Le destin compliqué d’un film culte

En dépit de tous les efforts des cinéastes, et de critiques majoritairement favorables, THE ROCKETEER est un échec lors de sa sortie le 21 juin 1991. Au vu de tous les bons ingrédients réunis dans le film, on regrette que ni Joe Johnston ni Dave Stevens ne se soient rendu compte que si Billy Campbell avait l’aspect physique du justicier de la BD, il n’avait pas le charisme indispensable pour porter le film. N’est pas Harrison Ford qui veut ! (Notons que Campbell est revenu à la SF récemment dans la série HELIX) Paradoxalement, tous les personnages secondaires sont plus intéressants à voir que le héros, qui n’apparaît ni émouvant, ni inventif, ni très fin, et qui agace à force d’avoir un métro de retard sur le déroulement des évènements…Quand la grande séquence du Zeppelin démarre, le savoir-faire de Joe Johnston et d’ILM assure le spectacle et permet d’entrevoir ce qu’un ROCKETEER pleinement réussi aurait pu être : la réponse de Disney à Indiana Jones. Mais si cette scène finale est éblouissante, elle ne compense pas les moments mous et prévisibles qui ont précédé. Pour les amateurs de comics, THE ROCKETEER est néanmoins devenu un film-culte, grâce à la qualité de la transposition des images de Dave Stevens. Joe Johnston, lui, a eu le temps de mûrir son retour dans la SF rétrofuturiste.
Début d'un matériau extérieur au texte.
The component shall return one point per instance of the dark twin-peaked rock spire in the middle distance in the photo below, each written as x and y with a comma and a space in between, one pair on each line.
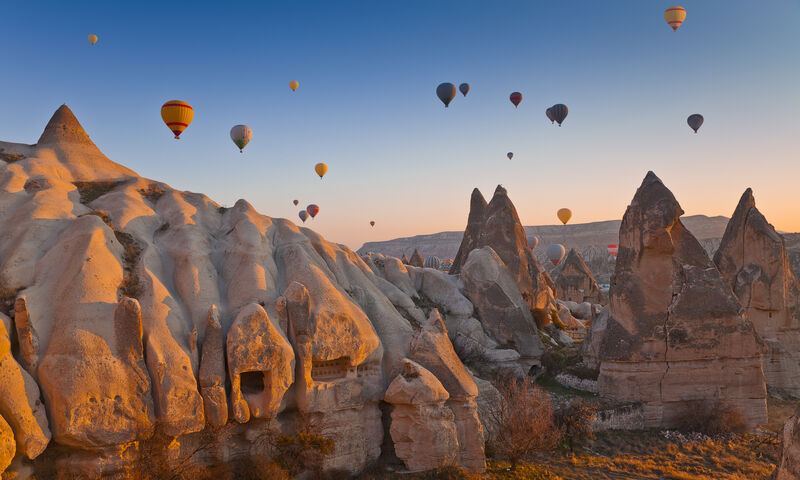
497, 225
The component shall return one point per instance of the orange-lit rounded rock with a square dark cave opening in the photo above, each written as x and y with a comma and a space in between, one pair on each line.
260, 365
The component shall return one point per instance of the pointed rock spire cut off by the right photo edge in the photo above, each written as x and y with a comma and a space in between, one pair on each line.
753, 261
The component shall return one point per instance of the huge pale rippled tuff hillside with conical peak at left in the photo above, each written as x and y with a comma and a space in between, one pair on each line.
306, 326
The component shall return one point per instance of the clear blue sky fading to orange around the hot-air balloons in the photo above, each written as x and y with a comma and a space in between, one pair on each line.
367, 107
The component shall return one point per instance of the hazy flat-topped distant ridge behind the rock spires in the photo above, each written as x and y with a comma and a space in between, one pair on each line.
589, 239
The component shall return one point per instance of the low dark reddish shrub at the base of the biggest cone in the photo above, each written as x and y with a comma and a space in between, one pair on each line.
711, 418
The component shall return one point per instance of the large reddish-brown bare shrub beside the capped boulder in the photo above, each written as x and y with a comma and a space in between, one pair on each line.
522, 421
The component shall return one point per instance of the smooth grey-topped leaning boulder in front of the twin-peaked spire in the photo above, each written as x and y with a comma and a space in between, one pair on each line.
503, 312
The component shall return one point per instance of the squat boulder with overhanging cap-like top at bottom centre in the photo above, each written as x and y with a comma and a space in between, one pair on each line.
423, 428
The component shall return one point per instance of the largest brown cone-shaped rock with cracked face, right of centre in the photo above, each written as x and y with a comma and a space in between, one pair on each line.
675, 332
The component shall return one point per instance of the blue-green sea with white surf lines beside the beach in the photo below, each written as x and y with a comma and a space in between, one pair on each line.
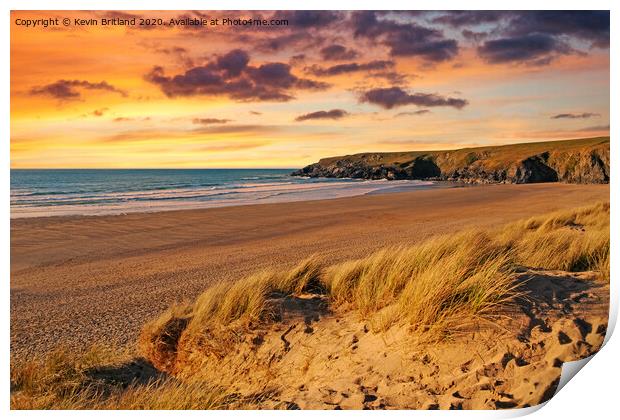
61, 192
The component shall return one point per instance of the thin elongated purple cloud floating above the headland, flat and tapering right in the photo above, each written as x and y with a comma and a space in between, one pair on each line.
389, 98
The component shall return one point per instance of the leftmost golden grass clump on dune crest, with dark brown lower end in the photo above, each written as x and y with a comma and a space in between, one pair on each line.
222, 315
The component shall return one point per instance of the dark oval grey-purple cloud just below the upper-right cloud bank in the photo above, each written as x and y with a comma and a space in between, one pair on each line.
535, 49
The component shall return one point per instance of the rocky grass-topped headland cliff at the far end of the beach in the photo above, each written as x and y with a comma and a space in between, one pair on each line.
574, 161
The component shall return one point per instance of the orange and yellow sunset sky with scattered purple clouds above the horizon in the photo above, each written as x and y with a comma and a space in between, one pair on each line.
310, 84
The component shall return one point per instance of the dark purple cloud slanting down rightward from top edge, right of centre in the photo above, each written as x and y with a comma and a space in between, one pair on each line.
405, 39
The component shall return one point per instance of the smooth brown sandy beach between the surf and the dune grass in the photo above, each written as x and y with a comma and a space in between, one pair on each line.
77, 280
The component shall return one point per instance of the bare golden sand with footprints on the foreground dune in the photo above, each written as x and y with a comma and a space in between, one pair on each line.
340, 363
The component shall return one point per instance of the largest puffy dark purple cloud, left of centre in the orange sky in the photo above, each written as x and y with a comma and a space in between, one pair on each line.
231, 75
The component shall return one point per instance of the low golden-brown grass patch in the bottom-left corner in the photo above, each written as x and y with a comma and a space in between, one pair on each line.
68, 380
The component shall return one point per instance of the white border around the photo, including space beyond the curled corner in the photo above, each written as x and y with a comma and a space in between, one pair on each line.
592, 395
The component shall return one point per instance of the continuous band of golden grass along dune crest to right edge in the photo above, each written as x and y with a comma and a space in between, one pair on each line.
435, 287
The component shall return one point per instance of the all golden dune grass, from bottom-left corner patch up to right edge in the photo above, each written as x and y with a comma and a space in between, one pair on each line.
434, 287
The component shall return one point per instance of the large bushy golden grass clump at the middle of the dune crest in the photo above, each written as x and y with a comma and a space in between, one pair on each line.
429, 286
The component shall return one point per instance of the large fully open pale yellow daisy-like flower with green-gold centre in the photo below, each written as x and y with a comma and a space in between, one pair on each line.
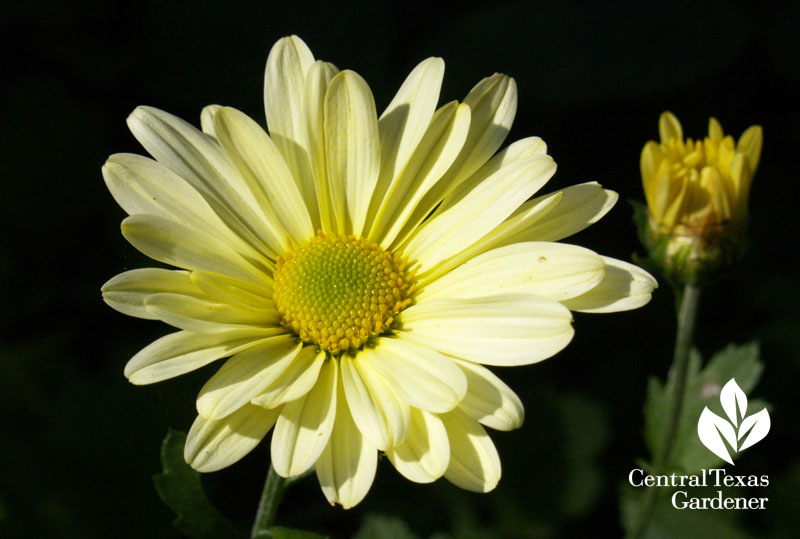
358, 271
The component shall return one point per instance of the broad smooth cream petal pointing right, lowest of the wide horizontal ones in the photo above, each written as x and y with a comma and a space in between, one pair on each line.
513, 329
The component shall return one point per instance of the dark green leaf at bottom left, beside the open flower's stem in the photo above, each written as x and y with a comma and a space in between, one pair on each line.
179, 487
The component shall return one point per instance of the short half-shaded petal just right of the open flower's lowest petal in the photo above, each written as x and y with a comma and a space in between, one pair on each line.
425, 454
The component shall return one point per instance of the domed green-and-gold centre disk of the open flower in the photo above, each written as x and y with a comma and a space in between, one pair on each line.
338, 291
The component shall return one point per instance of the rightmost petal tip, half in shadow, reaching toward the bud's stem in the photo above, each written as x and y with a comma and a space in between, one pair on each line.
624, 287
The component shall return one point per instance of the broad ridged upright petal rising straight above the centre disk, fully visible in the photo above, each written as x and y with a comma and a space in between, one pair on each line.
352, 148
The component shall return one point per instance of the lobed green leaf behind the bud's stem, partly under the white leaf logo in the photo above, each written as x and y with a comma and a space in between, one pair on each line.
688, 454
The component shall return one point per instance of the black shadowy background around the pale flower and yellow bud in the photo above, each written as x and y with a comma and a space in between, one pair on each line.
79, 443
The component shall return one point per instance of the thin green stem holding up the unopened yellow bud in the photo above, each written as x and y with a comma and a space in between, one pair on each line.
687, 314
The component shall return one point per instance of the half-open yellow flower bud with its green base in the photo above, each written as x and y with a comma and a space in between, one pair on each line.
697, 195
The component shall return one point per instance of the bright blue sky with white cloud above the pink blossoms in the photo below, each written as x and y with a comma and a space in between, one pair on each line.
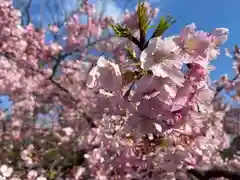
207, 14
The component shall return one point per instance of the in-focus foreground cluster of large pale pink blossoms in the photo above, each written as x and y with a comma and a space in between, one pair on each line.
157, 88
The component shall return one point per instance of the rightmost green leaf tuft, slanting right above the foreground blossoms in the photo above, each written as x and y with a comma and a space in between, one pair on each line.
163, 25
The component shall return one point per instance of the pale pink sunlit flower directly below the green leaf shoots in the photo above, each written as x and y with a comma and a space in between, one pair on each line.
159, 57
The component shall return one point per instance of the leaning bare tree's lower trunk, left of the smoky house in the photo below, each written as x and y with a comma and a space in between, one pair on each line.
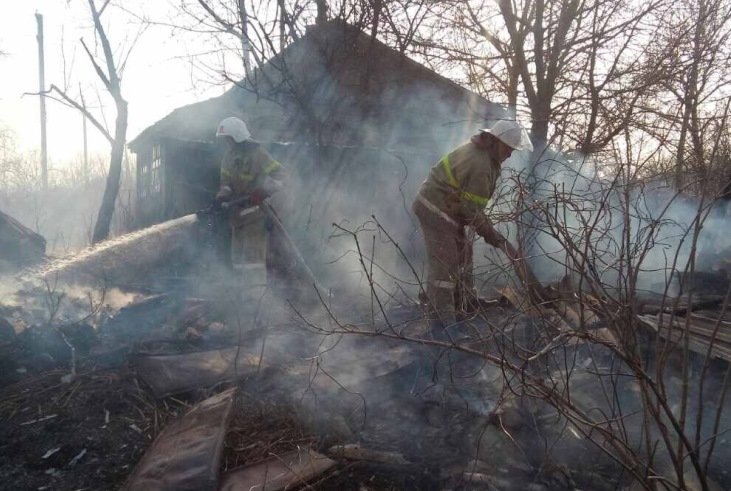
106, 210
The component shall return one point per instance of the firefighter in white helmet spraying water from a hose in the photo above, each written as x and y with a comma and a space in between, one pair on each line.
249, 175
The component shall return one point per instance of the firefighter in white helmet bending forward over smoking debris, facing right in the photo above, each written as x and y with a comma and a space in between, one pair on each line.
450, 207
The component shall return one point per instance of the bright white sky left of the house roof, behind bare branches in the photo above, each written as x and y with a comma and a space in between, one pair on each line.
157, 78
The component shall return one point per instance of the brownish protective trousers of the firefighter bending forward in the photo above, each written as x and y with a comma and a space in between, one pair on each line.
449, 253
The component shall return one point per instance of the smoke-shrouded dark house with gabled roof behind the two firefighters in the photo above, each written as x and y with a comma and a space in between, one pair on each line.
352, 119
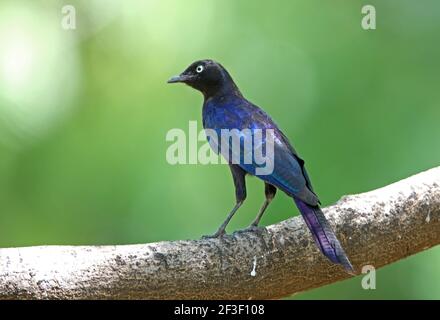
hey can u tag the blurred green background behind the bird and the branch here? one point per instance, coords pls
(84, 114)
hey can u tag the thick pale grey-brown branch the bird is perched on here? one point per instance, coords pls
(376, 228)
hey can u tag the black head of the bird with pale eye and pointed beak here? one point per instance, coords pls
(207, 76)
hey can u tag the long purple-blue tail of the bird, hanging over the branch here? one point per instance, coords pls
(323, 234)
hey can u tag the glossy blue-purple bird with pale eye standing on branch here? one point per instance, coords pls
(225, 107)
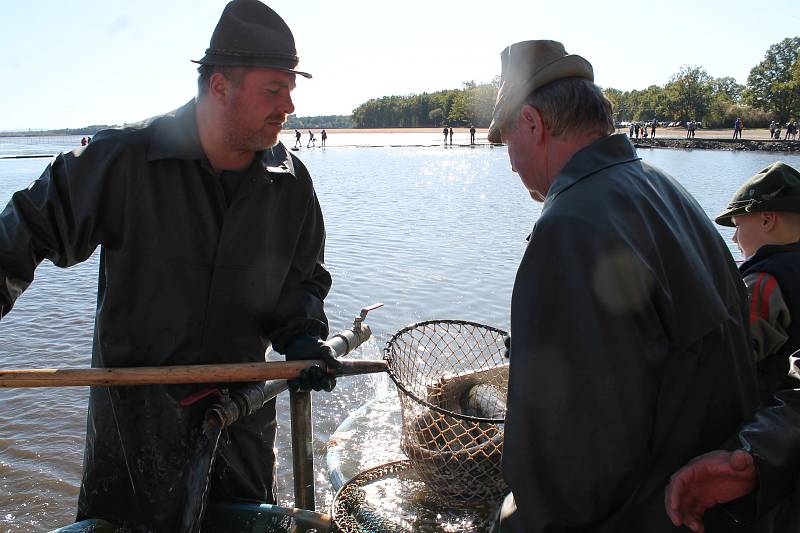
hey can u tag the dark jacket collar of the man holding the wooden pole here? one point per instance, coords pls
(175, 136)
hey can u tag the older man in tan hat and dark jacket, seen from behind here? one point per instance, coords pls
(629, 344)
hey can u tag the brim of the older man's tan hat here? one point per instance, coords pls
(569, 66)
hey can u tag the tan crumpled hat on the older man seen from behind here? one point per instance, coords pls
(527, 66)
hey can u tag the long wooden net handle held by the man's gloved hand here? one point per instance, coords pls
(165, 375)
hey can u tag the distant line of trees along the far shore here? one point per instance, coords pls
(772, 92)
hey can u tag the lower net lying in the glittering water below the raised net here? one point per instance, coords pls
(391, 498)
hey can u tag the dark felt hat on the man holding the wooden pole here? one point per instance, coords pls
(250, 34)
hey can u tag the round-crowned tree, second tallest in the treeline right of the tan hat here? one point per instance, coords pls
(688, 94)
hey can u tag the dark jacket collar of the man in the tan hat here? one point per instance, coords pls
(603, 153)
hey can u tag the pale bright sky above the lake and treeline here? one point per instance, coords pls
(69, 64)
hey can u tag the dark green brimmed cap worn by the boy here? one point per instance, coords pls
(776, 188)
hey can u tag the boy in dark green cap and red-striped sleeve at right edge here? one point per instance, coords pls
(766, 214)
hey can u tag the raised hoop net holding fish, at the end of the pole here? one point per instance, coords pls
(452, 378)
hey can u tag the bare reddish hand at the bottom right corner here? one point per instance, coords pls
(708, 480)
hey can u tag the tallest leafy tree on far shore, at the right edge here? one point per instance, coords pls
(767, 87)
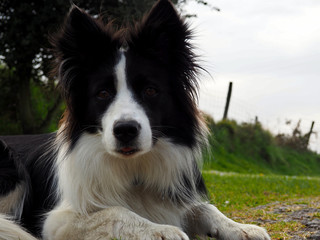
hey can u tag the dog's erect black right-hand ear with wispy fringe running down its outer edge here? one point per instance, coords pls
(164, 36)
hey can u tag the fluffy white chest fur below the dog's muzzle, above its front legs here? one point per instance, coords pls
(91, 179)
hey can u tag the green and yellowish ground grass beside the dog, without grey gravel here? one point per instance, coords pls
(238, 195)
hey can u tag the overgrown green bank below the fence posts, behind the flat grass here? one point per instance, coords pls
(248, 148)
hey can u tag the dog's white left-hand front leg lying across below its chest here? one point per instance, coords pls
(111, 223)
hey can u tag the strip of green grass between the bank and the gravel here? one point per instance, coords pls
(239, 191)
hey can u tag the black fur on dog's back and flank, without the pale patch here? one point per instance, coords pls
(31, 162)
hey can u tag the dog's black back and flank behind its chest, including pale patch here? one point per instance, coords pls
(27, 177)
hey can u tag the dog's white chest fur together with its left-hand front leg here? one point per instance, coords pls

Son second essai en 2011 est un coup de maître : CAPTAIN AMERICA, LE PREMIER AVENGER, l’une des pierres angulaires du triomphe des Studios Marvel rachetés par…Disney ! A plus d’un titre, la boucle était ainsi bouclée.

Ce film est disponible en DVD en France, chez Disney Home video, et en édition Blu-ray Zone 1 aux USA.